Espero que o leitor esteja equivocado, mas há indícios de que o presidente da República hesita em se livrar de Meirelles e cia. É uma lástima. Basta ler a última ata do Copom (Comitê de Política Monetária do Banco Central), publicada na semana passada, para compreender que já passou a hora de despachar essa turma de volta para casa (ou melhor, para o sistema financeiro).

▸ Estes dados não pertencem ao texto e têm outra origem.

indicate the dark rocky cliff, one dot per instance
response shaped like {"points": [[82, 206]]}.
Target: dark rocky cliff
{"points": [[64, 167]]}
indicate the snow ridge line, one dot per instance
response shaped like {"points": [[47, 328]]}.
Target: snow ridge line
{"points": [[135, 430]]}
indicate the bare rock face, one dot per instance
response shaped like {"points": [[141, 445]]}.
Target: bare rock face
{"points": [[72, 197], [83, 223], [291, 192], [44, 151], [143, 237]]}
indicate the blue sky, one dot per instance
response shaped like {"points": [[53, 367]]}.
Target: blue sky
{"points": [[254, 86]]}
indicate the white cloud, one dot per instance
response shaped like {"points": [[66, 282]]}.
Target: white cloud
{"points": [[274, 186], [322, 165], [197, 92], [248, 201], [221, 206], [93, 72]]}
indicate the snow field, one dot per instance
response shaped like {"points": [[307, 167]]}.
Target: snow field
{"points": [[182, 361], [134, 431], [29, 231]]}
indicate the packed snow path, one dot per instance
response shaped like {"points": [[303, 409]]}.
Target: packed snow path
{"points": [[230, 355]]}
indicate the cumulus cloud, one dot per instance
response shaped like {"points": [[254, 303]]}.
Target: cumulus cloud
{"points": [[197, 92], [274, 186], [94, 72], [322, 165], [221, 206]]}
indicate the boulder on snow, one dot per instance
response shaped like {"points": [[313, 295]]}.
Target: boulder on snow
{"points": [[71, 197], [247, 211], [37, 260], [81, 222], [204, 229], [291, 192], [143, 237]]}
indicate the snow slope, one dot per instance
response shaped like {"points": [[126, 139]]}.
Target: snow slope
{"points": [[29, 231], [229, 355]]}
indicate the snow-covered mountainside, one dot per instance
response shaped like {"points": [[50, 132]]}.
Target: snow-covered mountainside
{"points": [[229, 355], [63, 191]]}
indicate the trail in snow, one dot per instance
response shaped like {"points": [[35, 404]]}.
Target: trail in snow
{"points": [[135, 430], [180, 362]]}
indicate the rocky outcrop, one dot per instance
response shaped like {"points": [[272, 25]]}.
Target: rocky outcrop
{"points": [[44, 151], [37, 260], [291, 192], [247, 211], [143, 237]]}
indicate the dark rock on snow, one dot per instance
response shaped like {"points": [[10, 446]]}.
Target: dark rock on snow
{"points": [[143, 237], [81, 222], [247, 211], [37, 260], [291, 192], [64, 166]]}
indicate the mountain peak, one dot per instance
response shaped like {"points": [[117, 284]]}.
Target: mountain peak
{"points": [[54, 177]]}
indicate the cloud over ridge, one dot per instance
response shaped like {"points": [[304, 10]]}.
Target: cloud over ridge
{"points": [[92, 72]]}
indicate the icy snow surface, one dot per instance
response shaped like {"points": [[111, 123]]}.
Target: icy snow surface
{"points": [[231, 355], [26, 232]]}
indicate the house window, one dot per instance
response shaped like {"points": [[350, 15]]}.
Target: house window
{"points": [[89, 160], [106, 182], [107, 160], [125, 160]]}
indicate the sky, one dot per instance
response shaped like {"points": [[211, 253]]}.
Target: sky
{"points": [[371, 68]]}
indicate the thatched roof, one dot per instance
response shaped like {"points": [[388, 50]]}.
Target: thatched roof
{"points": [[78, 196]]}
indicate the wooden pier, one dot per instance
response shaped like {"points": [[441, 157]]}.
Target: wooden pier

Como se sabe, a taxa básica de juro foi reduzida em apenas 0,5 ponto percentual na última reunião do Copom. Mas a ata registra que três dos oito integrantes do comitê preferiam uma diminuição menor, de 0,25 ponto percentual, tendo havido "consenso" entre os oito membros de que "diversos fatores" respaldariam essa decisão ainda mais conservadora. O Copom avisou, também, que por vários motivos, entre eles a menor distância entre a atual taxa básica de juros e a taxa de juro "que deve vigorar em equilíbrio no médio prazo", a flexibilização monetária terá de ser "conduzida com maior parcimônia" a partir de certo momento.
Ainda mais parcimônia? Fica a impressão de que o Banco Central, que já vem sendo lento demais na diminuição dos juros, agora prepara o terreno para reduzir o ritmo de corte da taxa básica para, em seguida, interromper o processo de flexibilização da política monetária. Além disso, pouco ou nada faz -diga-se de passagem- para diminuir os "spreads" bancários, a enorme diferença entre as taxas de juro que as instituições financeiras cobram e aquelas que pagam a seus depositantes. Para que incomodar os bancos, não é verdade?
O Copom se referiu cripticamente à "taxa de juro de equilíbrio". O que significa isso? Qual seria essa taxa de equilíbrio? O Banco Central não dá pistas. Mas, se tomarmos o levantamento das expectativas de mercado compilado pelo Banco Central, a projeção mediana para a taxa básica de juro é 12% no final de 2007.
Admitindo-se uma inflação esperada da ordem de 4%, a taxa real básica do Brasil ainda seria da ordem de 8% no final do ano que vem! Um nível muito elevado para padrões internacionais, uma vez que a média dos principais países desenvolvidos e emergentes tem oscilado entre 1,5% e 2,5% no período recente.
Em termos internacionais, o Brasil parece estar ficando cada vez mais para trás, especialmente quando se compara o nosso desempenho com o dos demais países emergentes. Enquanto o PIB do Brasil cresce menos do que 3%, o crescimento médio dos emergentes supera 6%. A China cresce 10%; a Índia, 9%; a Argentina, 8%; a Rússia, 7%. Até o México, único dos principais emergentes que vinha ombreando com o Brasil em termos de crescimento medíocre, aumentou o seu ritmo para quase 5%.
Não basta, evidentemente, substituir a diretoria do Banco Central. Como diz um amigo meu, os meirelles e os bevilacquas se reproduzem por cissiparidade. É grande o risco de simplesmente acabar trocando seis por meia dúzia. O fundamental é reformar as instituições monetárias, de maneira a alterar em profundidade o arcabouço em que são tomadas as decisões referentes a juros, câmbio e crédito no Brasil e torná-las mais compatíveis com o desenvolvimento da economia.
O meu espaço acabou. Volto ao assunto, talvez na semana que vem.


PAULO NOGUEIRA BATISTA JR., 51, economista e professor da FGV-EAESP, escreve às quintas-feiras nesta coluna. É autor do livro "O Brasil e a Economia Internacional: Recuperação e Defesa da Autonomia Nacional" (Campus/ Elsevier, 2005).